L. M. : oui, cela saute aux yeux déjà avec le corbeau ou la corneille. Chez les anciens Scandinaves, les corvidés sont des animaux particulièrement appréciés, respectés même. Ils incarnent la connaissance et sont liés à la figure divine d’Odin, qui a deux corneilles : Huggin et Munnin, qui incarnent la mémoire et la connaissance. Elles parcourent le monde chaque jour et qui viennent rapporter à Odin ce qu’elles ont vu. On retrouve cette thématique ailleurs dans le corpus mythologique : les Nornes, par exemple, sont trois figures féminines qui incarnent le passé, le présent, le futur, et qui tissent la trame des destinées avec les fils des vies. À ce sujet, on trouve beaucoup de parallèles entre les mythologies germanique et gréco-romaine : il y a probablement eu des influences, mais c’est aussi lié au fait que ce sont toutes des cultures indo-européennes, avec des thèmes et des motifs communs qui parcourent ces imaginaires. On pourrait aussi évoquer les parallèles entre Odin et Thor d’une part et le Christ d’autre part : Odin, c’est aussi le dieu pendu par exemple, qui se sacrifie pour acquérir la connaissance.

GdN : Une idée de sacrifice qu’on retrouve dans Le Trône de Fer d’ailleurs ! On a le dieu Noyé des Îles de Fer (qui sont fortement ancrées dans un imaginaire scandinave), la perte des jambes de Bran qui va commencer son parcours d’apprentissage avec la corneille. Et dans les livres surtout, le personnage de Freuxsanglant qui est relié à un arbre-monde, mais il est vrai que ce personnage est escamoté par la série.

L. M. : Oui, on peut y voir un emprunt à la culture scandinave, l’idée de l’arbre-monde aussi du reste. Vous l’avez dit, G.R.R. Martin a lu les Eddas et cela laisse des traces.

GdN : Et l’idée d’un transfert dans le corps d’un animal, qu’on a avec Bran et les zomans, c’est aussi quelque chose qu’on retrouve dans les mythologies germaniques ?

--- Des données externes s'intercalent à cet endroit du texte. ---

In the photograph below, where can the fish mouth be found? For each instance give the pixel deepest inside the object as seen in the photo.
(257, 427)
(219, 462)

Pièce du jeu d’échec de Lewis (XIIème siècle, British Museum)

L. M. : Oui, dans la culture scandinave, on peut penser aux guerriers-fauves, qui revêtaient des peaux de loup ou des peaux d’ours, et qui étaient censé entrer dans une sorte de transe pour devenir de terribles guerriers. Dans le jeu de Lewis (des figurines d’un jeu d’échecs datant du XIIème siècle, ndlr), on a par exemple des guerriers qui sont en train de mordre leur bouclier, comme s’ils étaient enragés. Il est difficile sur ce point de distinguer le mythique de l’historique. Prenaient-ils une substance hallucinogène ?
En tous les cas, le motif est bien présent dans la littérature, et il renvoie aussi à des liens avec le monde divin.

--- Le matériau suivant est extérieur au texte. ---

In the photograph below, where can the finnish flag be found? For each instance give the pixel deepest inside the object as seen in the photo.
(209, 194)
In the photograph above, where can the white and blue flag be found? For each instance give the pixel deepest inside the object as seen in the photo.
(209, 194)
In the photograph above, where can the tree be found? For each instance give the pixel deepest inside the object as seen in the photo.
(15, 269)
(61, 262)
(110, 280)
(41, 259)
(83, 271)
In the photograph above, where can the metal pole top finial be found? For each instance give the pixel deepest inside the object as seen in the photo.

GdN : Ne penses-tu pas qu’il y a aussi – voire surtout ? – des inspirations des trappeurs, des Amérindiens, des tribus du Canada, finalement culturellement plus proches de George R. R. Martin que de nous ? 

L. M. : Je pense que ce n’est pas incompatible, et qu’il y a des strates. C’est vrai qu’on va voir en premier les inspirations qui, en fonction de nos références, vont le plus nous parler, parce qu’elles parlent à nos références culturelles et personnelles. Pour ma part, dans le Mur et les sauvageons, je vois les peuples du nord de la Scandinavie, mais c’est tout à fait vrai qu’un public américain va pouvoir avoir d’autres références. On a toujours tendance à projeter sur ce qu’on voit ou lit ce qu’on connaît : cela oriente toujours nos lectures, nos interprétations. En tant qu’historien.ne, on travaille sur ces biais justement : tout texte est le produit d’une personne, d’une époque, d’une culture, il a toujours une dimension éminemment subjective.

GdN : Quels autres éléments de « pop-histoire » issus de tes domaines de recherche vois-tu dans cet univers ?

L. M. : Les plus évidents pour moi sont peut-être les Greyjoy et leurs expéditions maritimes. Dans le monde du Trône de Fer, les Fer-nés sont un peuple de marins, qui ne travaillent pas la terre, qui ne font pas d’élevage – contrairement aux Scandinaves historiques. Ils mangent du poisson. On retrouve là l’archétype des « vikings ». Les Scandinaves étaient certes des marins explorateurs et pirates, mais aussi des commerçants, et surtout des agriculteurs / éleveurs. Ceux qui ont eu les moyens d’armer un bateau – ce qui coûte cher ! – et de rassembler un équipage, ce sont les plus riches, ce sont d’importants propriétaires fonciers. Donc oui, ils s’enrichissent en allant piller au loin. Mais pour cela, il fallait un bateau, et ce n’est donc pas n’importe qui qui part. Cet aspect-là est très souvent absent des représentations de ces peuples, il a été complètement évacué : les anciens Scandinaves, les « vikings » sont toujours sur des bateaux, sans qu’on s’interroge vraiment sur l’origine de ces bateaux.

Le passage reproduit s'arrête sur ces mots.